Entre ceux qui considèrent que la dégradation des comptes publics n’offre pas au gouvernement les marges de manœuvre nécessaires pour mener à bien la transition énergétique, et ceux qui estiment que la réforme portée par Ségolène Royal n’est pas à la hauteur des enjeux écologiques, le gouvernement a fort à faire pour convaincre sa majorité de voter son projet de loi. Une réforme qui déchaîne les passions et brouille les cartes partisanes. Qui s’oppose à la réforme au sein de la majorité ? Pourquoi ? Et qui la soutient vraiment ?
Quand les écologistes dénoncent une « réformette »
Sortis du gouvernement à l’occasion du remaniement du mois de mars, les écologistes ont retrouvé leur liberté de parole et ne sont que partiellement convaincus par une loi qui leur semble insuffisante et en retrait par rapport à plusieurs promesses de campagne du candidat Hollande.
S’il fait peu de doute que les parlementaires d’Europe Ecologie les Verts voteront in fine cette loi, ils vont sans doute tenter d’y ajouter des amendements. Ils regrettent notamment les choix stratégiques en matière nucléaire et le remplacement de la diminution à 50% de la part du nucléaire dans le mix énergétique français par un plafonnement de la puissance installée à 63,2 gigawatts (ce qui correspond à la puissance installée actuelle).

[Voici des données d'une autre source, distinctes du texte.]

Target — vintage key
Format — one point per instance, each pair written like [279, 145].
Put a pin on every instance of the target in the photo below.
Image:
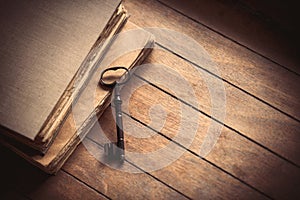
[116, 151]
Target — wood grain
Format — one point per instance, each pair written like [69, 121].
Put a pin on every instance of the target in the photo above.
[265, 27]
[188, 174]
[244, 113]
[19, 180]
[125, 51]
[236, 64]
[233, 153]
[113, 182]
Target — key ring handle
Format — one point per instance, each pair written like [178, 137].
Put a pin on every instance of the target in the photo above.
[111, 85]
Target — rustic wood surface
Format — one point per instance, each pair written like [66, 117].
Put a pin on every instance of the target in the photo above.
[255, 156]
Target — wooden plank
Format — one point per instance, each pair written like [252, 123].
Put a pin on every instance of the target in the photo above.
[115, 183]
[237, 65]
[38, 40]
[22, 181]
[244, 113]
[233, 153]
[266, 27]
[188, 174]
[83, 114]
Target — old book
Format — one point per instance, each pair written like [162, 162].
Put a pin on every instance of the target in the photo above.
[45, 46]
[129, 50]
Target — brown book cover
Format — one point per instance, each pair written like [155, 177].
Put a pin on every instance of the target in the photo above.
[128, 51]
[45, 46]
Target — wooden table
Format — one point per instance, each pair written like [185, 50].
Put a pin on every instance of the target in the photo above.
[256, 155]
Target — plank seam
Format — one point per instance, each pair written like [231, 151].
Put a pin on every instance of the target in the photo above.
[227, 126]
[84, 183]
[132, 164]
[227, 37]
[195, 154]
[226, 81]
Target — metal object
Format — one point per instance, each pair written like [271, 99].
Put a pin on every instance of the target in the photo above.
[116, 151]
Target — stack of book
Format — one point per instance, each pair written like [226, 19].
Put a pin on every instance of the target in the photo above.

Toutefois, comme l’a déclaré la députée européenne EELV Michèle Rivasi, « le pré-projet de loi contient néanmoins de belles propositions que les écologistes pourront aisément soutenir, notamment en matière de logement et de rénovation énergétique ».
Ségolène Royal doit donc s’attendre à une opposition constructive mais sans doute volontariste de la part de ses alliés écologistes.
La réindustrialisation d’Arnaud Montebourg, handicapée par la loi ?
Un autre pan de la majorité fait la grimace à l’approche du vote de la loi. Les amis d’Arnaud Montebourg, et au-delà les tenants de l’aile pro-industrielle du parti socialiste, s’inquiètent de l’impact de la transition énergétique sur la compétitivité industrielle de la France.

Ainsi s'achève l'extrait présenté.